The PPS is discussed in detail in Chapter 1 and from that point forward provides a way to understand and address the needs of patients and families while giving palliative care. The PPS works beautifully as the guiding framework for the book, with most chapters built around assessing and addressing the transitional stages in the patient's dying process. This unique approach, with its detailed evaluation of stages, changes, and strategies of assistance, is the primary strength of the book. For additional ease of understanding, a phase model of grief is also included in Chapter 1 in a helpful chart format addressing the transitions family members go through and the needs they have after a death.
Each chapter of Transitions in Dying and Bereavement includes key considerations for a particular stage of the dying or bereavement process. Interventions are suggested based on assessment questions to be asked of patient or family at every stage. Advice is given about how to address the subjects' answers to each question, and special issues that emerge at particular times (e.g., patient and family dissonance in adjusting to recurrence of an illness) are discussed in depth. The authors then describe some of their own experiences in each area of concern by explaining what they do and how they go about their work at each stage.
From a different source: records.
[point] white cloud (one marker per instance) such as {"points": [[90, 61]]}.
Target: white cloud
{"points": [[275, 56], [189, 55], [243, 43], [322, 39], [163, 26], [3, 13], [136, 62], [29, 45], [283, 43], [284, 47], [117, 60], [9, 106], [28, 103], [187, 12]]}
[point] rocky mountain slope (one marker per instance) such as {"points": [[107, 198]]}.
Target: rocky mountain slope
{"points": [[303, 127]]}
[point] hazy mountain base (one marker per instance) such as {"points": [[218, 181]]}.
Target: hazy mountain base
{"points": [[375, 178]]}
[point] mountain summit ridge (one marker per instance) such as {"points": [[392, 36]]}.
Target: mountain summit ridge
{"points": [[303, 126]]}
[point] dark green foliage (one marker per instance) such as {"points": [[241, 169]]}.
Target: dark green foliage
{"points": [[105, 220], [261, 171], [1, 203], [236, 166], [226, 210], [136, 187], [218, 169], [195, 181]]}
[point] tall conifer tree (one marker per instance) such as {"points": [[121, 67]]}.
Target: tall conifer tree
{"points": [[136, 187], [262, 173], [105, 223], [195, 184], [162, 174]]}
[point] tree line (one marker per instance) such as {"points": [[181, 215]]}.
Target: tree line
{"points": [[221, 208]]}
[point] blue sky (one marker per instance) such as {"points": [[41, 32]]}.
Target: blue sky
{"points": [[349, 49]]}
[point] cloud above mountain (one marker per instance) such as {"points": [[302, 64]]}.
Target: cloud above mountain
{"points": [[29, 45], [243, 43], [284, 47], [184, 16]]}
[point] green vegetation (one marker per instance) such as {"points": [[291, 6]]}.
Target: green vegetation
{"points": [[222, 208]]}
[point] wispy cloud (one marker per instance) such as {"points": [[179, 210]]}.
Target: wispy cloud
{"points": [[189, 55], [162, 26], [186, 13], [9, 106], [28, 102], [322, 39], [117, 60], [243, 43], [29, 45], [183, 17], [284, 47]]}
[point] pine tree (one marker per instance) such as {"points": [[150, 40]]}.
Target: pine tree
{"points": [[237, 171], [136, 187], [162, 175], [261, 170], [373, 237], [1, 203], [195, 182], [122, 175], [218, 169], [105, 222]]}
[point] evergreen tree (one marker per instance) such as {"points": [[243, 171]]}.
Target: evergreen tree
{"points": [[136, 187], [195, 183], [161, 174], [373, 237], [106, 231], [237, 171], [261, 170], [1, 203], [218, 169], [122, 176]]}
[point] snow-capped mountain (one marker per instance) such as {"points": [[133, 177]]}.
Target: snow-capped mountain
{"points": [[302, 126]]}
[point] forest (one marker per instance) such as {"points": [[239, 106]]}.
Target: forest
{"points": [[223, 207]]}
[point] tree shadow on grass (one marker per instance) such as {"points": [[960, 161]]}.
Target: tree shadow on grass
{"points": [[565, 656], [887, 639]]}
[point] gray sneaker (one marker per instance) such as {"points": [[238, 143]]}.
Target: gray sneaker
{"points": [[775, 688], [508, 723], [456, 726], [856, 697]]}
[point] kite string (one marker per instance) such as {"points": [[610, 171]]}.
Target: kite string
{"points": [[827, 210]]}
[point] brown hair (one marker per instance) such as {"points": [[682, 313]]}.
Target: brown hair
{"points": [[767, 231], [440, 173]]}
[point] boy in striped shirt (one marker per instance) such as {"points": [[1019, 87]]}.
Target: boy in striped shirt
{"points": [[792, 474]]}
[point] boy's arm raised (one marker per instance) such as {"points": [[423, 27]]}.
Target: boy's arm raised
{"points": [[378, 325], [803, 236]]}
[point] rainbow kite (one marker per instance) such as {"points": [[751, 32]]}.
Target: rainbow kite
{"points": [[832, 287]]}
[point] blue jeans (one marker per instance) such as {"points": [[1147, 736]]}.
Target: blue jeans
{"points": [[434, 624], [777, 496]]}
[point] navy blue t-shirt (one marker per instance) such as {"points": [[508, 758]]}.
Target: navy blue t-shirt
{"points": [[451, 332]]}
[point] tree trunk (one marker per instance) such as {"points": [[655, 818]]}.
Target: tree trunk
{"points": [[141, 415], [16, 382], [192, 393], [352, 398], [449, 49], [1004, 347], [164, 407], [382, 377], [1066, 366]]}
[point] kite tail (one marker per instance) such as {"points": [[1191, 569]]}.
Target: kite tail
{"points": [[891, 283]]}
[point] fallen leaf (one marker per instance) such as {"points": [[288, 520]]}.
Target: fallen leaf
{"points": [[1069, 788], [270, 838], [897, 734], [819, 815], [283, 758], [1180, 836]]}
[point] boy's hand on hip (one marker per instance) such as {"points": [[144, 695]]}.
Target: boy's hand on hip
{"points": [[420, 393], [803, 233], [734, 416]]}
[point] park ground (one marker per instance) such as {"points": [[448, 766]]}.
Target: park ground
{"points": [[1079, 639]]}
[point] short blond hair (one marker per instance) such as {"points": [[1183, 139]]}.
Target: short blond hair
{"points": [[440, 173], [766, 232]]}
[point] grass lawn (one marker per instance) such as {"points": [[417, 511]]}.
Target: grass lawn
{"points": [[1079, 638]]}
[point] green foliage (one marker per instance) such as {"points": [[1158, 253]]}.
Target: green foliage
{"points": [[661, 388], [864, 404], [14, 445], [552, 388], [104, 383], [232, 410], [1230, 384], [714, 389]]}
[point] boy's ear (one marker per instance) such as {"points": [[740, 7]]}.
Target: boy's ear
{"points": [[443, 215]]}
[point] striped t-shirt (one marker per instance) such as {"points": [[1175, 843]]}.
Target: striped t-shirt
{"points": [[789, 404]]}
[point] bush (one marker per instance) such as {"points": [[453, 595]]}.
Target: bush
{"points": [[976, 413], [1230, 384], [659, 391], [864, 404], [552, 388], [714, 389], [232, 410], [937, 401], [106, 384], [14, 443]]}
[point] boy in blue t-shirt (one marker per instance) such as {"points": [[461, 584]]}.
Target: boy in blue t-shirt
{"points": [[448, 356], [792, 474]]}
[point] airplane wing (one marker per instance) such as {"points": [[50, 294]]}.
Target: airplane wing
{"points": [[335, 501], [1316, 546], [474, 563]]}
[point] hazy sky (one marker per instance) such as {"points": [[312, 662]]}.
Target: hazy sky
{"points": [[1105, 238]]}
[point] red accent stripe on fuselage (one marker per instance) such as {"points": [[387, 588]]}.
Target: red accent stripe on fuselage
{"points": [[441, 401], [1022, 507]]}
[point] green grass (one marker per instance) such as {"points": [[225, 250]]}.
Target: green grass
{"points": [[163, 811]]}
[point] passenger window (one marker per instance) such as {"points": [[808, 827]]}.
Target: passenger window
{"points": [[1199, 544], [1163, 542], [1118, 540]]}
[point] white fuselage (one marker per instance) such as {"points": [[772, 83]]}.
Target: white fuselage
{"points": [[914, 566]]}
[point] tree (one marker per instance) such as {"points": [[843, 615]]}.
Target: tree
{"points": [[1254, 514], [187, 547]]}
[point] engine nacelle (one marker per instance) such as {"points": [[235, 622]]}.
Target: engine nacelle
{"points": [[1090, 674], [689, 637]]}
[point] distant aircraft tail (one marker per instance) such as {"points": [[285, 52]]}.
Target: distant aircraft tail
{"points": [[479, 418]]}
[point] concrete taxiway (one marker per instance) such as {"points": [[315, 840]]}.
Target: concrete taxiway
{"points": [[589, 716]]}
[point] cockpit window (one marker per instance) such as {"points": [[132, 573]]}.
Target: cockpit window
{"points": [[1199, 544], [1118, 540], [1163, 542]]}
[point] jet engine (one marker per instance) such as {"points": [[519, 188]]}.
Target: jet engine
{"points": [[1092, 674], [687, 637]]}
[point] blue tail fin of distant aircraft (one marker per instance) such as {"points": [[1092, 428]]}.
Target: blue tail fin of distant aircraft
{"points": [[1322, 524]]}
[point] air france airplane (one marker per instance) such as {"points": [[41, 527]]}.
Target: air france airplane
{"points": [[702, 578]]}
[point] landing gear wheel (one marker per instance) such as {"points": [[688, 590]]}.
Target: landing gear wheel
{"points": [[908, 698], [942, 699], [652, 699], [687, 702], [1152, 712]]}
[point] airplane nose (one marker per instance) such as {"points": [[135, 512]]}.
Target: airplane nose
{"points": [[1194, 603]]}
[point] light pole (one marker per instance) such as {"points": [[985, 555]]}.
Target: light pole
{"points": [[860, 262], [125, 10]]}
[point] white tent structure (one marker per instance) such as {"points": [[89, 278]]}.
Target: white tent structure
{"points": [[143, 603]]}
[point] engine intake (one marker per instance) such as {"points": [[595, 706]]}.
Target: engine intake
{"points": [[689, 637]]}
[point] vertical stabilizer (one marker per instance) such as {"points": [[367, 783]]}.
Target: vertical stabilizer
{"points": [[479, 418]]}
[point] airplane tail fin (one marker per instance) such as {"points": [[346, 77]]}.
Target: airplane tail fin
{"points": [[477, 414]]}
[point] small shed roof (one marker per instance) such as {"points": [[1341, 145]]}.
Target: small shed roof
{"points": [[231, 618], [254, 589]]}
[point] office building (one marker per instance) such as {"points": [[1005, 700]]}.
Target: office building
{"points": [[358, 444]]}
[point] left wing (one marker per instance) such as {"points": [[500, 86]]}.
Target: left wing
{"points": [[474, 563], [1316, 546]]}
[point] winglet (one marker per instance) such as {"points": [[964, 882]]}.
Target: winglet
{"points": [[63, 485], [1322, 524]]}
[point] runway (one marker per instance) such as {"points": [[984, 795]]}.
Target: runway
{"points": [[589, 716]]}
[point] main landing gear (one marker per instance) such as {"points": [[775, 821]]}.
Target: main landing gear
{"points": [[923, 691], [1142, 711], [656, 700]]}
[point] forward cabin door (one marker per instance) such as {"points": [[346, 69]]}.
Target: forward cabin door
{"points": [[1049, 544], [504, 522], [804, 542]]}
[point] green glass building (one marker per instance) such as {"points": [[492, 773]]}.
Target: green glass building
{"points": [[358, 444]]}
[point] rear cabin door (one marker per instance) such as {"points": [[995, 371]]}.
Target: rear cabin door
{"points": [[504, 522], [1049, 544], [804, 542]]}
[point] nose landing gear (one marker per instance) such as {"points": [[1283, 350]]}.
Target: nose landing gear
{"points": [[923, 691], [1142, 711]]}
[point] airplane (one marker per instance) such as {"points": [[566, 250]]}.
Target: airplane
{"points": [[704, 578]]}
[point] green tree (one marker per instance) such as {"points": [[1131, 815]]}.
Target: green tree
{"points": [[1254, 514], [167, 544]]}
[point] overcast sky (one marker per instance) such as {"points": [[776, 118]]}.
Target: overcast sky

Team issues are also addressed, and exercises for reflective activities designed primarily for hospice workers are included at the end of each chapter.
Due to the fact that there is such an attempt to be thorough and detailed in this volume, much of it will appeal primarily to hospice professionals. The textbook quality is humanized, however, by personal vignettes from hospice team members, poems, quotations, cartoons, photographs, and other relevant inserts. These are carefully presented in alternative typefaces, sidebars, and in places appropriate for effectively drawing the reader's attention. Regretfully, there is no information included to give readers insight into patients' near-death awareness as discussed in books such as Final Gifts (Callanan & Kelley, 1992). However, this is a minor issue. Transitions in Dying and Bereavement is an impressive contribution to literature on palliative care and should be on the bookshelf of every hospice professional. As Ira Byock describes this book on its back jacket, "It is a wise and generous resource for clinicians in practice, students, and people who are themselves dealing with life-limiting illness and want to delve deep within the science and art of psychosocial and spiritual care." If we as a society wish to assist people in reducing death denial and anxiety so they can live more effective, productive, and less fear-filled lives, then providing an educational, supportive, caring environment for dying persons and their families can be of great social benefit. Victoria Hospice Society is to be commended for explaining ways to do this and for setting a high standard for palliative care.